R1 aux1 gate1 49.9053
R2 aux1 i 1.11292
R3 aux1 gate0 47.805
R4 i H1 2.17512
R5 aux2 H4 0.0457013
R6 aux2 cont3 0.437311
R7 aux2 aux3 0.0556269
R8 aux3 cont5 0.4479
R9 aux3 vdd! 0.0132343
R10 aux4 aux5 0.0966024
R11 aux4 H3 0.0947903
R12 aux4 cont2 0.592232
R13 zn aux5 0.00418292
R14 aux5 cont4 0.438251
R15 aux6 aux7 0.0682582
R16 aux6 H2 0.0454305
R17 aux6 cont0 0.42867
R18 aux7 cont1 0.447886
R19 aux7 gnd! 0.0146793
Full resistors netlist

R1 aux1 gate1 49.9053
R2 aux1 i 1.11292
R3 aux1 gate0 47.805
R4 i H1 2.17512
R5 cont3 H4 0.0457013
R6 cont3 cont5 0.4479
R7 cont3 vdd! 0.0132343
R8 H3 zn 0.0966024
R9 H3 cont2 0.592232
R10 zn cont4 0.438251
R11 H2 cont1 0.0682582
R12 H2 cont0 0.42867
R13 cont1 gnd! 0.0146793
Netlist reduction

Table 3. Comparison between the
full resistor netlist and the
reduced resistor netlist.

Conclusion

CLEVER 3.0.0.R release addresses the increase in complex high-accuracy circuit simulation by bringing greater attention and flexibility to accuracy handling.
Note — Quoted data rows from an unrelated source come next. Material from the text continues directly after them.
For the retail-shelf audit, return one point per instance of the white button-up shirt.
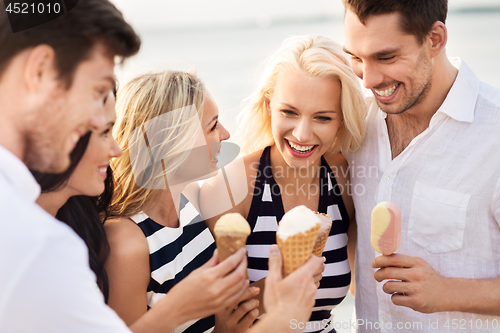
(46, 284)
(447, 184)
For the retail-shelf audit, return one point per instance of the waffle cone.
(319, 246)
(297, 249)
(228, 243)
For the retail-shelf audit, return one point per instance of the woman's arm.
(341, 170)
(128, 269)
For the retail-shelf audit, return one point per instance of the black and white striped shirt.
(176, 252)
(265, 212)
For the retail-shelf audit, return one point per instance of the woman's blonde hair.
(320, 57)
(155, 129)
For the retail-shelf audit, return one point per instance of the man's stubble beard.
(420, 91)
(45, 146)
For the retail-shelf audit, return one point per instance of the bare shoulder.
(126, 238)
(340, 169)
(231, 190)
(192, 193)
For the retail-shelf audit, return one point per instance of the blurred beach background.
(227, 41)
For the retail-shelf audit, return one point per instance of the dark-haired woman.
(80, 195)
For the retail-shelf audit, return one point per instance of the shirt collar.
(15, 172)
(461, 99)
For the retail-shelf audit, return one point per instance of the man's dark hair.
(417, 16)
(72, 36)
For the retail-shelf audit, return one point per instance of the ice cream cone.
(231, 232)
(297, 249)
(324, 232)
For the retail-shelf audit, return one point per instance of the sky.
(153, 14)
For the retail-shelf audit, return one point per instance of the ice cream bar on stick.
(324, 232)
(386, 228)
(296, 235)
(231, 232)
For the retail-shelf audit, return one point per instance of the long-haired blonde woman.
(307, 108)
(169, 133)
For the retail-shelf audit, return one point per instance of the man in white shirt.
(431, 147)
(54, 79)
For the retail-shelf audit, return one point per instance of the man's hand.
(419, 287)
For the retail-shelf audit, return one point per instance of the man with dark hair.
(432, 133)
(54, 80)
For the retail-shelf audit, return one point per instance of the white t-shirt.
(447, 184)
(46, 284)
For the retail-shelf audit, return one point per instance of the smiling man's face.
(68, 114)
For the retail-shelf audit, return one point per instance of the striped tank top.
(176, 252)
(265, 212)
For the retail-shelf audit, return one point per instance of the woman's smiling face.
(305, 116)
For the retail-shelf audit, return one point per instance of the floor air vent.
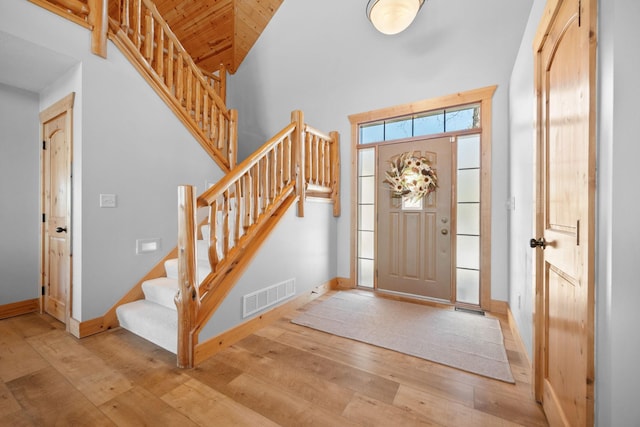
(259, 300)
(471, 310)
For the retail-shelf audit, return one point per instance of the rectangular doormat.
(461, 340)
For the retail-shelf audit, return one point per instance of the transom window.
(429, 123)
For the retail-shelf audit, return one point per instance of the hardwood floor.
(283, 374)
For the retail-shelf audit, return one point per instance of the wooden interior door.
(414, 244)
(565, 213)
(56, 177)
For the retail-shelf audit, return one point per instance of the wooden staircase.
(174, 301)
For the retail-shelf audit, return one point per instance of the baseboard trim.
(19, 308)
(343, 283)
(209, 348)
(499, 307)
(89, 327)
(513, 325)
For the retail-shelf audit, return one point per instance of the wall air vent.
(259, 300)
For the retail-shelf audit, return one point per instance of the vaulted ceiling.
(218, 32)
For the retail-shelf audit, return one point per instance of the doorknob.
(540, 242)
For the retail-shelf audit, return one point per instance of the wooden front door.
(414, 239)
(565, 213)
(56, 199)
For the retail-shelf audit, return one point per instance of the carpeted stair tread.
(171, 267)
(161, 291)
(151, 321)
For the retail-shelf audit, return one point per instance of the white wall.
(521, 180)
(126, 142)
(326, 59)
(19, 174)
(298, 248)
(618, 270)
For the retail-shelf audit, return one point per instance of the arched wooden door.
(56, 205)
(564, 358)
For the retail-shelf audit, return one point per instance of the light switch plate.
(107, 200)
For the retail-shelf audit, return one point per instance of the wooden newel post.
(233, 138)
(187, 298)
(99, 20)
(297, 117)
(335, 171)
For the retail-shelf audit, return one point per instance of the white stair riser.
(171, 268)
(152, 322)
(161, 291)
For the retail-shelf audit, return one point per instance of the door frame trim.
(64, 105)
(482, 96)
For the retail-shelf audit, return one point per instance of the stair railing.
(143, 35)
(241, 209)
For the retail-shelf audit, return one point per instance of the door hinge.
(579, 13)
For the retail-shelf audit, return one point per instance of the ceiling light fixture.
(392, 16)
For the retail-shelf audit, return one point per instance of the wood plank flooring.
(283, 374)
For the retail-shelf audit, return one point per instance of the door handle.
(538, 243)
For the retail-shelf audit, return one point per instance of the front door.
(56, 199)
(414, 235)
(565, 213)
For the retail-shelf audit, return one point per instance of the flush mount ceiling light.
(392, 16)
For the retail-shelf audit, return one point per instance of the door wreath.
(410, 175)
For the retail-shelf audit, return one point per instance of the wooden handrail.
(144, 36)
(240, 207)
(322, 165)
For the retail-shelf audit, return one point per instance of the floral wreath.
(410, 175)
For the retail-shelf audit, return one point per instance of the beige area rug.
(466, 341)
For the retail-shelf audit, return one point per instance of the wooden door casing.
(564, 349)
(56, 207)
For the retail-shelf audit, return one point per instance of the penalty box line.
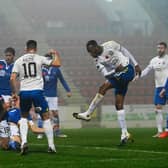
(106, 148)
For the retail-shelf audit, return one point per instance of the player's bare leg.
(48, 129)
(23, 127)
(159, 120)
(95, 102)
(125, 135)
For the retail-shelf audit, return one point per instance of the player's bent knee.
(4, 143)
(119, 106)
(45, 116)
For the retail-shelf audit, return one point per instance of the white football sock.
(97, 99)
(23, 126)
(122, 121)
(159, 119)
(48, 129)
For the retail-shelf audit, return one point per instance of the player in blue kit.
(9, 128)
(29, 70)
(4, 127)
(51, 75)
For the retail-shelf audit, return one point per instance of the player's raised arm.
(13, 82)
(133, 60)
(146, 70)
(55, 58)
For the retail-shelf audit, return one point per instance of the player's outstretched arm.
(133, 60)
(14, 84)
(55, 58)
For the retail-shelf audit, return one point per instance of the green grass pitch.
(92, 148)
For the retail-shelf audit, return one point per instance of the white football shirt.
(110, 58)
(29, 70)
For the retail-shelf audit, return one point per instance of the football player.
(113, 61)
(29, 69)
(159, 65)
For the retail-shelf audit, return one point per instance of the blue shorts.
(157, 99)
(121, 80)
(36, 98)
(14, 115)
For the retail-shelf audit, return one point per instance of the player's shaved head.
(163, 43)
(31, 44)
(91, 43)
(9, 50)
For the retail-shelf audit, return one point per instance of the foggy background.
(67, 25)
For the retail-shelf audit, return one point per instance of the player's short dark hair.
(31, 44)
(10, 50)
(49, 56)
(2, 110)
(91, 43)
(163, 43)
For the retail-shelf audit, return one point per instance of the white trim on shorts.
(4, 129)
(52, 103)
(6, 98)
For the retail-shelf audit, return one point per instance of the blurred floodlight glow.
(109, 0)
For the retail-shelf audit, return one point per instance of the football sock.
(23, 125)
(167, 122)
(122, 121)
(55, 122)
(39, 121)
(97, 99)
(48, 129)
(159, 119)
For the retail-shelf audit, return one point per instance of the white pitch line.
(106, 148)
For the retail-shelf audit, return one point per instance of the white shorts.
(4, 129)
(14, 130)
(6, 98)
(52, 103)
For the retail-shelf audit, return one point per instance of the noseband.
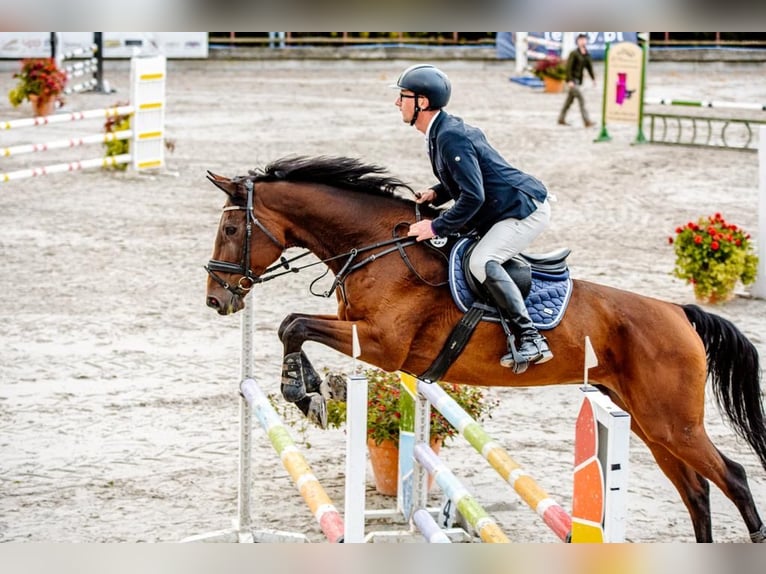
(242, 268)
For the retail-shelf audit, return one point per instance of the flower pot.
(42, 106)
(552, 85)
(384, 458)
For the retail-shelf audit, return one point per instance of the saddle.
(543, 280)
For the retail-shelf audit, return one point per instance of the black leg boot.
(506, 294)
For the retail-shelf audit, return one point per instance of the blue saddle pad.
(547, 300)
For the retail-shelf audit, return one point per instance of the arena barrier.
(525, 48)
(147, 111)
(252, 400)
(703, 130)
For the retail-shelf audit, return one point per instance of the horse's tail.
(732, 363)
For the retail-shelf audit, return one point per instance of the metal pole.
(759, 288)
(356, 457)
(245, 422)
(98, 40)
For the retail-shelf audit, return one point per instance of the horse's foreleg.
(300, 382)
(293, 316)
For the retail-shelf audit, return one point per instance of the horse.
(655, 356)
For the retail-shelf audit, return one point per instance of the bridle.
(215, 266)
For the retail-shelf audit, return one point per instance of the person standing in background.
(578, 61)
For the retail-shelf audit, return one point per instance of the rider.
(506, 206)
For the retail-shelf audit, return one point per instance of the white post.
(245, 425)
(567, 44)
(759, 287)
(147, 96)
(356, 457)
(521, 52)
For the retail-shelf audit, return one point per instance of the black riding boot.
(508, 298)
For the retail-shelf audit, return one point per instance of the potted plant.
(41, 82)
(552, 71)
(115, 147)
(713, 255)
(383, 419)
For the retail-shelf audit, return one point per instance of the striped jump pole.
(466, 504)
(146, 136)
(61, 144)
(109, 161)
(327, 516)
(538, 500)
(68, 117)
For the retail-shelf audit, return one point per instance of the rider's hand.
(426, 196)
(422, 230)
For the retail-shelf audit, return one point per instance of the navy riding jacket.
(485, 187)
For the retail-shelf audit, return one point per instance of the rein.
(285, 267)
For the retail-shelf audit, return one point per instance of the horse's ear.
(223, 183)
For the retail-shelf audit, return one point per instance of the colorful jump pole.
(327, 516)
(466, 504)
(538, 500)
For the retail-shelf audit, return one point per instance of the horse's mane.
(343, 172)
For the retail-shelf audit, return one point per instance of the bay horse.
(654, 356)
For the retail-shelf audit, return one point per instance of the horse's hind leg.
(692, 486)
(690, 446)
(744, 499)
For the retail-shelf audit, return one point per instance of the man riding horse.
(506, 206)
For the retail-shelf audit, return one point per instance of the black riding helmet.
(429, 81)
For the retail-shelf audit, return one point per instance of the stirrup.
(544, 353)
(513, 359)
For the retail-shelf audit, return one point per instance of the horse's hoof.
(292, 387)
(759, 536)
(334, 388)
(317, 411)
(311, 379)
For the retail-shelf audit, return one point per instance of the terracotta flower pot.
(384, 458)
(42, 106)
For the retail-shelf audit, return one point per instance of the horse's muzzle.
(233, 305)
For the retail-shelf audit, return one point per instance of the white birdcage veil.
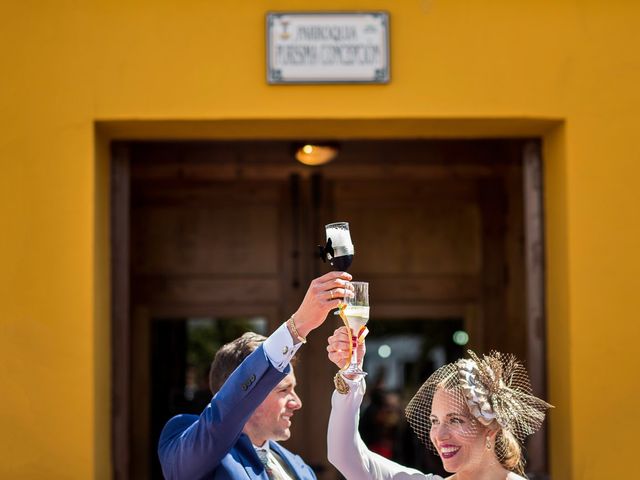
(493, 391)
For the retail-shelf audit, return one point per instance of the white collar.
(266, 447)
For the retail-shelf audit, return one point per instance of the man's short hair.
(229, 356)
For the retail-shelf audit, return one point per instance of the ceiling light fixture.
(313, 154)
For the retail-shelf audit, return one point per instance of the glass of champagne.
(356, 313)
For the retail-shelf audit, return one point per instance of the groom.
(253, 404)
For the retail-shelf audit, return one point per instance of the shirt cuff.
(279, 347)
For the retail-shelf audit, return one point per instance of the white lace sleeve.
(346, 450)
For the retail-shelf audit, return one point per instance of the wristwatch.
(342, 386)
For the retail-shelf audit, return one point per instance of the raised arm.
(192, 447)
(346, 450)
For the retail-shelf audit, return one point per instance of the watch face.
(341, 386)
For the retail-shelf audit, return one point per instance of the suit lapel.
(293, 464)
(249, 458)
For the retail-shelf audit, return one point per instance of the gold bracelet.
(294, 330)
(342, 386)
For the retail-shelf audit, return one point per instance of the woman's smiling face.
(458, 437)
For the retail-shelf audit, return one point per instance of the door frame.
(121, 309)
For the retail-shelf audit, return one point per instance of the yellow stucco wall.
(565, 70)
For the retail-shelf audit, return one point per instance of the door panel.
(228, 230)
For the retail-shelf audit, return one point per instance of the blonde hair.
(510, 452)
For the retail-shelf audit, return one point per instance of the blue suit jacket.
(212, 445)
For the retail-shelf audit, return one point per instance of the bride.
(474, 413)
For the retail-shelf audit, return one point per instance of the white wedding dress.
(348, 453)
(346, 450)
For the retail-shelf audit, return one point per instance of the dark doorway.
(226, 230)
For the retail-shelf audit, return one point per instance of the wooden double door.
(223, 236)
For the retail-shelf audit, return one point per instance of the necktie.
(274, 471)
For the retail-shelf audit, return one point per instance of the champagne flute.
(356, 315)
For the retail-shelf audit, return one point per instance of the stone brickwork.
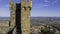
(25, 16)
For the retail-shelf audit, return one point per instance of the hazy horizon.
(44, 8)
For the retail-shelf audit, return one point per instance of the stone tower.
(22, 14)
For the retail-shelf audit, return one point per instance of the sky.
(45, 8)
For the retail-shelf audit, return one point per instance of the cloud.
(55, 1)
(4, 12)
(7, 5)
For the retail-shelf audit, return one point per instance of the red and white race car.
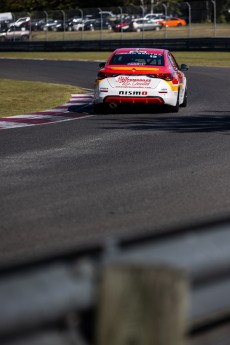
(140, 76)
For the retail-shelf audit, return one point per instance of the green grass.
(22, 97)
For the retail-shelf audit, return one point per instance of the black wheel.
(25, 38)
(175, 108)
(100, 108)
(185, 100)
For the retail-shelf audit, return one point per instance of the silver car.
(15, 33)
(143, 24)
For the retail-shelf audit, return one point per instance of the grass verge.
(190, 58)
(24, 97)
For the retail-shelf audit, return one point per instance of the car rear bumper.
(133, 100)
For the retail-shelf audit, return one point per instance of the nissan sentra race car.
(140, 76)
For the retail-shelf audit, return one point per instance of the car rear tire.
(25, 38)
(100, 108)
(175, 108)
(185, 100)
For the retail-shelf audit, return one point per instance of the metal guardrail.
(180, 44)
(56, 301)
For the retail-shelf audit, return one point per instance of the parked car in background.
(143, 24)
(155, 17)
(49, 24)
(121, 25)
(173, 21)
(4, 25)
(22, 22)
(92, 24)
(59, 25)
(37, 24)
(15, 33)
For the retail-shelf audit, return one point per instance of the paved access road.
(68, 184)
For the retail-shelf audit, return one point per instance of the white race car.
(140, 76)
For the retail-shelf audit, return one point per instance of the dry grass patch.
(24, 97)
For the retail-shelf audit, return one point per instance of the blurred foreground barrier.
(174, 44)
(171, 288)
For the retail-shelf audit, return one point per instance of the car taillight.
(102, 75)
(166, 76)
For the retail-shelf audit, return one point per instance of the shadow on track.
(217, 122)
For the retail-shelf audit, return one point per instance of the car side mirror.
(183, 67)
(102, 64)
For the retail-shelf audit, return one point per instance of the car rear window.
(137, 59)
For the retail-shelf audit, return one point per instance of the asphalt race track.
(68, 184)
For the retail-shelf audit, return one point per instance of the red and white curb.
(60, 113)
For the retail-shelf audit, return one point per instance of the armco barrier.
(180, 44)
(163, 289)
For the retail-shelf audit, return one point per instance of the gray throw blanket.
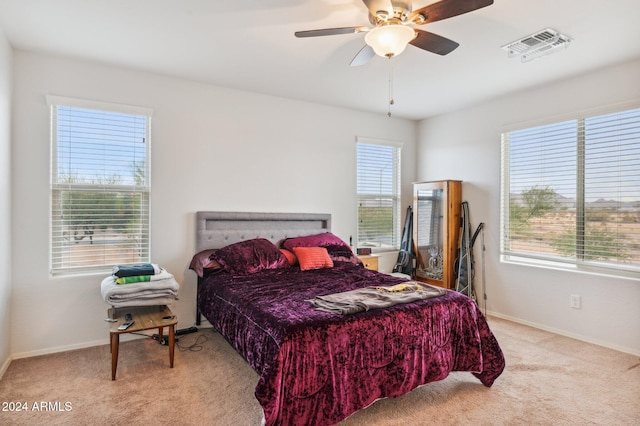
(364, 299)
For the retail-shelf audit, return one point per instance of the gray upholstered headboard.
(218, 229)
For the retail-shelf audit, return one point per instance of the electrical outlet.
(576, 301)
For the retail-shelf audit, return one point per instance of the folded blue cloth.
(134, 270)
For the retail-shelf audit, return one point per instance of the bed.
(318, 367)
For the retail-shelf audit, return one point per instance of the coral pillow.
(290, 256)
(338, 250)
(313, 258)
(202, 263)
(247, 257)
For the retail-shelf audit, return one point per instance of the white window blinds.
(571, 193)
(378, 194)
(100, 185)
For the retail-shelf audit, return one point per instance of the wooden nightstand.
(370, 261)
(145, 318)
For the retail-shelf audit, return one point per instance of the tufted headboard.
(218, 229)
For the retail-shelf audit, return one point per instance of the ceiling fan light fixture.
(389, 40)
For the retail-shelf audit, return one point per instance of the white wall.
(5, 201)
(466, 145)
(212, 149)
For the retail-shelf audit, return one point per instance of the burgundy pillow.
(202, 261)
(250, 256)
(338, 250)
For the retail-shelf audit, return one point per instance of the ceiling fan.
(393, 27)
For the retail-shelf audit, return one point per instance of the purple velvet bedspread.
(318, 368)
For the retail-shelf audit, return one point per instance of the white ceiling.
(250, 45)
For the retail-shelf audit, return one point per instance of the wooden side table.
(145, 318)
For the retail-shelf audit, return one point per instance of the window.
(100, 185)
(378, 187)
(571, 194)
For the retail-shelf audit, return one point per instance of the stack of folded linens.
(139, 285)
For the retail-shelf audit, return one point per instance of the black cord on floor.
(196, 346)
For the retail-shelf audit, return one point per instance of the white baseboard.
(53, 350)
(5, 366)
(565, 333)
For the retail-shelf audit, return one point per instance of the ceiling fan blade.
(402, 4)
(447, 9)
(375, 6)
(331, 31)
(433, 43)
(363, 56)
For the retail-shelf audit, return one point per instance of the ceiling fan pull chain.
(391, 101)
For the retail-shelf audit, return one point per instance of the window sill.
(566, 267)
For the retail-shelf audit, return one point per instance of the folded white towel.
(165, 288)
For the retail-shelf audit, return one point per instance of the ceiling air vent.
(536, 45)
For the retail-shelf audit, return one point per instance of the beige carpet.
(549, 380)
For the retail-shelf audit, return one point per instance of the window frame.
(395, 196)
(593, 267)
(57, 188)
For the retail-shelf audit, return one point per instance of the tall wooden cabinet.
(436, 228)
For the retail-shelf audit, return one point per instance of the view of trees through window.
(378, 195)
(100, 189)
(571, 191)
(542, 221)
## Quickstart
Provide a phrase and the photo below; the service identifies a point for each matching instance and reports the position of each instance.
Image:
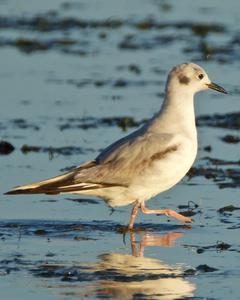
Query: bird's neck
(176, 115)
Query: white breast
(166, 172)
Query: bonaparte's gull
(146, 162)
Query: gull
(146, 162)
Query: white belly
(164, 173)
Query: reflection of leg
(167, 212)
(133, 244)
(133, 215)
(166, 240)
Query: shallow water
(74, 77)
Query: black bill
(216, 87)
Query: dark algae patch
(224, 177)
(231, 139)
(228, 209)
(6, 148)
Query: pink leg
(167, 212)
(133, 215)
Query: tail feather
(54, 185)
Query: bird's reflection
(148, 278)
(124, 276)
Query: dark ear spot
(183, 79)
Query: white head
(190, 78)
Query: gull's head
(191, 78)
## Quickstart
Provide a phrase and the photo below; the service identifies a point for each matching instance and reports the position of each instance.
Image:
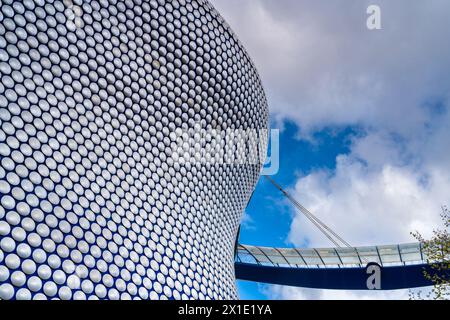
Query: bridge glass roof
(332, 257)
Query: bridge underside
(399, 267)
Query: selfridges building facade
(94, 203)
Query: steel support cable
(316, 221)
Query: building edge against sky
(93, 205)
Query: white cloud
(321, 67)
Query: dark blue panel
(393, 277)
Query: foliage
(437, 252)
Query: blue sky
(268, 215)
(364, 118)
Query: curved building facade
(94, 204)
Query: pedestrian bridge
(359, 268)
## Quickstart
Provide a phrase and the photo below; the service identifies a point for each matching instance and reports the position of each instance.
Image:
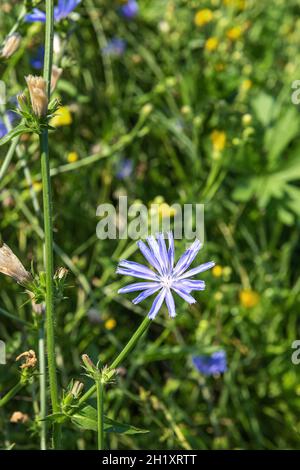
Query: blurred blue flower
(125, 168)
(130, 9)
(166, 277)
(11, 117)
(3, 130)
(37, 61)
(210, 365)
(61, 11)
(115, 47)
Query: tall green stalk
(123, 354)
(100, 413)
(48, 229)
(43, 387)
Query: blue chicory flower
(61, 11)
(125, 168)
(130, 9)
(167, 277)
(115, 47)
(216, 363)
(37, 61)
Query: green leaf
(20, 129)
(279, 137)
(87, 419)
(263, 106)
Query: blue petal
(148, 255)
(187, 258)
(184, 295)
(197, 270)
(64, 8)
(35, 16)
(171, 250)
(170, 304)
(163, 252)
(145, 294)
(136, 286)
(158, 301)
(190, 284)
(133, 273)
(155, 252)
(139, 268)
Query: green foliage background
(252, 204)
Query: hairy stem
(48, 229)
(100, 413)
(123, 354)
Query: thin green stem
(43, 388)
(123, 354)
(100, 413)
(48, 229)
(8, 157)
(13, 391)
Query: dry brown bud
(11, 266)
(77, 389)
(30, 359)
(19, 417)
(11, 45)
(38, 94)
(55, 75)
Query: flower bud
(88, 363)
(11, 45)
(19, 417)
(55, 75)
(30, 359)
(38, 95)
(77, 389)
(11, 266)
(61, 273)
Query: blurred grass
(250, 187)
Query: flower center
(166, 281)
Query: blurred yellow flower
(218, 296)
(249, 298)
(218, 139)
(166, 211)
(72, 157)
(203, 17)
(246, 119)
(220, 67)
(37, 186)
(211, 44)
(234, 33)
(110, 324)
(241, 4)
(217, 271)
(162, 208)
(246, 84)
(63, 117)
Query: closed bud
(61, 273)
(77, 389)
(11, 266)
(22, 100)
(88, 363)
(30, 359)
(55, 75)
(38, 95)
(11, 45)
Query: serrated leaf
(20, 129)
(87, 419)
(263, 106)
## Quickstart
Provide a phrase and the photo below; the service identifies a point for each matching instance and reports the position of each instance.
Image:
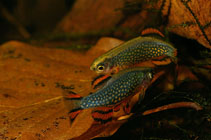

New Interconnect command parameters help the user to define detailed accuracy parameters, and then to adjust the emphasis over the numerical schema in order to tighten or loosen convergence criteria. Memory requirements and simulation time are lowered considerably, allowing the input of larger, more complex structures.